Rawwwrrrr (translation: I love you and I like you).
PROLOGUE
The thing about running scared? You can’t run forever.
I thought about trying. After the…incident, as soon as the boys and Karen were safe at home, I went on autopilot. Survival of the fittest and all that.
If there’s one thing I am good at, it’s surviving.
I see now that we have that in common, them and me. I’m still standing despite everything, and they returned from extinction. Sheer human hubris mixed with our desire to know, our thirst to see, and our greed to exploit brought them back here—and where does that leave us? What does that make us? God? Predator?
Or prey?
Survival is written in their DNA, but I worry it’s being written out of ours. In our spot at the top of the food chain, we’ve grown so complacent. So content. So very destructive.

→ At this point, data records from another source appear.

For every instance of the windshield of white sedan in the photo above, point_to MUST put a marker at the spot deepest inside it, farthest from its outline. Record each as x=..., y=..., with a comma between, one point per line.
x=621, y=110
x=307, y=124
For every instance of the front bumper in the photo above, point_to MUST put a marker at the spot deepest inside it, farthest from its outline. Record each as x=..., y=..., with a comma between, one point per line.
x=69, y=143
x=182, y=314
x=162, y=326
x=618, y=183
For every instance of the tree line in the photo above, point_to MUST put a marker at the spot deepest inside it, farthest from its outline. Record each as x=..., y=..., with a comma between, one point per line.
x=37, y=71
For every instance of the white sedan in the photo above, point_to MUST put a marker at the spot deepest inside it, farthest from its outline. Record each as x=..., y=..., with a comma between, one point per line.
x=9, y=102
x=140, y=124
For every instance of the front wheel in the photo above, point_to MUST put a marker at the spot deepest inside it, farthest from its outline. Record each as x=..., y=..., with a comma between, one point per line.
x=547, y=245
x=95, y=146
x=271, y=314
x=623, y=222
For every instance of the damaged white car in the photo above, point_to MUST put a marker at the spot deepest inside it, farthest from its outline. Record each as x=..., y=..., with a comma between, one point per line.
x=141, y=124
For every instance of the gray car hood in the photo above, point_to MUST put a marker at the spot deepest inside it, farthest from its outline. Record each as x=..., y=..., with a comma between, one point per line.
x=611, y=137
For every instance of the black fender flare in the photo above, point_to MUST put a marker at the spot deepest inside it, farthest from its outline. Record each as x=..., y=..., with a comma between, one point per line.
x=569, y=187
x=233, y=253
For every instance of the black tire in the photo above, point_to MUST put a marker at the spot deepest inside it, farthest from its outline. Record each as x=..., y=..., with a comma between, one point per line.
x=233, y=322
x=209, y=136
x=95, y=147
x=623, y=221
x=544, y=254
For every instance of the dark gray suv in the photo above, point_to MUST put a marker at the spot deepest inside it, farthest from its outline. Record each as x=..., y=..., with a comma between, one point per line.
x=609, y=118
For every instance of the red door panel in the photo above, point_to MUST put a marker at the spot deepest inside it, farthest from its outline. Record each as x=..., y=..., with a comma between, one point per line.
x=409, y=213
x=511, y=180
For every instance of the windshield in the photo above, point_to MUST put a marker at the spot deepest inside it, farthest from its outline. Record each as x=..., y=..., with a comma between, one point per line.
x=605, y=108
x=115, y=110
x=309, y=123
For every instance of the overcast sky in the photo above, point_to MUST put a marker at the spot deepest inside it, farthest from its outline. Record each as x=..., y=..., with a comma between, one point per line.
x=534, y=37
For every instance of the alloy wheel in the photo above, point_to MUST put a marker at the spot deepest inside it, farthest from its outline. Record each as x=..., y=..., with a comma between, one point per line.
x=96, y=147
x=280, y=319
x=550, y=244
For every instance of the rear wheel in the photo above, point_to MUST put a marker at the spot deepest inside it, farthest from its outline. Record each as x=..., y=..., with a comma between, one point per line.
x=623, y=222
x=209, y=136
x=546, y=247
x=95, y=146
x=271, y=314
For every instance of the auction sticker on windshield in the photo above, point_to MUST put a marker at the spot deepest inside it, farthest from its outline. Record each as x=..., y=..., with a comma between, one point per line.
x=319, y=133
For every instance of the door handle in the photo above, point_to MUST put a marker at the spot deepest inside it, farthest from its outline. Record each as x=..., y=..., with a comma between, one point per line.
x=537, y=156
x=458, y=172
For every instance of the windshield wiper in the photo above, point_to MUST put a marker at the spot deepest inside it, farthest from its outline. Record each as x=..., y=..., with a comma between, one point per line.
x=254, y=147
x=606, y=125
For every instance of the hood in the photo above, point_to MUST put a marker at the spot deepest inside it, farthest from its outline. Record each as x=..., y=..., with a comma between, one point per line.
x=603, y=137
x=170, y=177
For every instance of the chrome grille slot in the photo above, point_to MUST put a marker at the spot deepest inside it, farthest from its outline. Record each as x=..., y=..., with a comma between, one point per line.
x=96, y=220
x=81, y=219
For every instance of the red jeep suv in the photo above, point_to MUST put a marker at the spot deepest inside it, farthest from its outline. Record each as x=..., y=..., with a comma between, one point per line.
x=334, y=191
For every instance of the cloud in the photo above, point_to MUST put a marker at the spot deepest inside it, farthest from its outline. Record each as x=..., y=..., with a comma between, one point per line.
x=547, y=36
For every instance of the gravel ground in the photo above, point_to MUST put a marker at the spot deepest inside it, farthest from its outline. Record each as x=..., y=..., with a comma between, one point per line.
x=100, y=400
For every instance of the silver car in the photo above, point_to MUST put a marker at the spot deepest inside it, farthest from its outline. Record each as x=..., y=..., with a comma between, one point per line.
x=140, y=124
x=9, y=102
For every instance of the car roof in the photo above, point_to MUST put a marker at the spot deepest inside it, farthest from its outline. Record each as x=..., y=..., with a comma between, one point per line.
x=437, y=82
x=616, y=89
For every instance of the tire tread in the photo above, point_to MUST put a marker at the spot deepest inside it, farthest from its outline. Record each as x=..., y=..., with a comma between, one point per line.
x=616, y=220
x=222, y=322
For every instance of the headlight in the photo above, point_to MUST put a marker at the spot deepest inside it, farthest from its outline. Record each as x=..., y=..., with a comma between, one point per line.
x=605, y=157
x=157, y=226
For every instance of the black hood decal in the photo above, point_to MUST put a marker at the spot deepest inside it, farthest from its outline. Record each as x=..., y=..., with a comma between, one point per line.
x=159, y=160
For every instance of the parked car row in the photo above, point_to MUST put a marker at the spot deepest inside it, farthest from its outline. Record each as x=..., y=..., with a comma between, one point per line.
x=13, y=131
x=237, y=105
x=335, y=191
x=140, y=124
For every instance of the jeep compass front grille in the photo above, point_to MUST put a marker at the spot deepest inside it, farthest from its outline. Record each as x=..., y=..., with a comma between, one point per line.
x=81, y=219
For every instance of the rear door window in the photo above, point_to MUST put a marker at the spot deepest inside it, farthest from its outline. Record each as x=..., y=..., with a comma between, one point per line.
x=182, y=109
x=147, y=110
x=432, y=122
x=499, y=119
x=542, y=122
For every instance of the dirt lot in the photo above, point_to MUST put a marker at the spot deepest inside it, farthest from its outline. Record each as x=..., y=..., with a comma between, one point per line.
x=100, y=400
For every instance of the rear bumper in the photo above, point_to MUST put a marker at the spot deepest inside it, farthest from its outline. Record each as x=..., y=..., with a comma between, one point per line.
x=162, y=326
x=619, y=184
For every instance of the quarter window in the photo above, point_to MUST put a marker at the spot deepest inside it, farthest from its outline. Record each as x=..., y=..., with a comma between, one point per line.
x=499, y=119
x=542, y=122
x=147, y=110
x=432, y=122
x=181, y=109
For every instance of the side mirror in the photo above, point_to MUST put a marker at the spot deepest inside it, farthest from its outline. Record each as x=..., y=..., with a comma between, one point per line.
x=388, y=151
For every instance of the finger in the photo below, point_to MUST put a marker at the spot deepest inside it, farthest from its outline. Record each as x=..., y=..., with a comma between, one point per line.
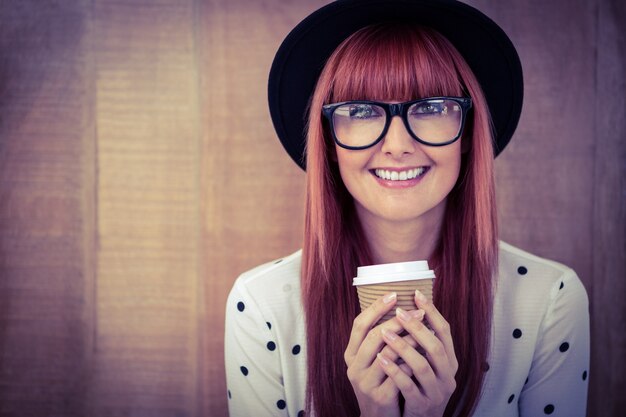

I dream about it every night. The screech of the paddock door as it rose; my fingers gripping that flare so tight they cramped. Counting in my head, waiting for her to show herself, I’d never felt that kind of fear. One Mississippi, two Mississippi, three Miss—
Sometimes I wake up screaming. My neighbors are going to hate me, and I haven’t even had a chance to meet them yet.
She made me come back, my sister. Karen doesn’t play the family card often, but her boys almost got eaten by dinosaurs, so she gets whatever she wants. Forever. Because I will never be able to make it up to her or the boys.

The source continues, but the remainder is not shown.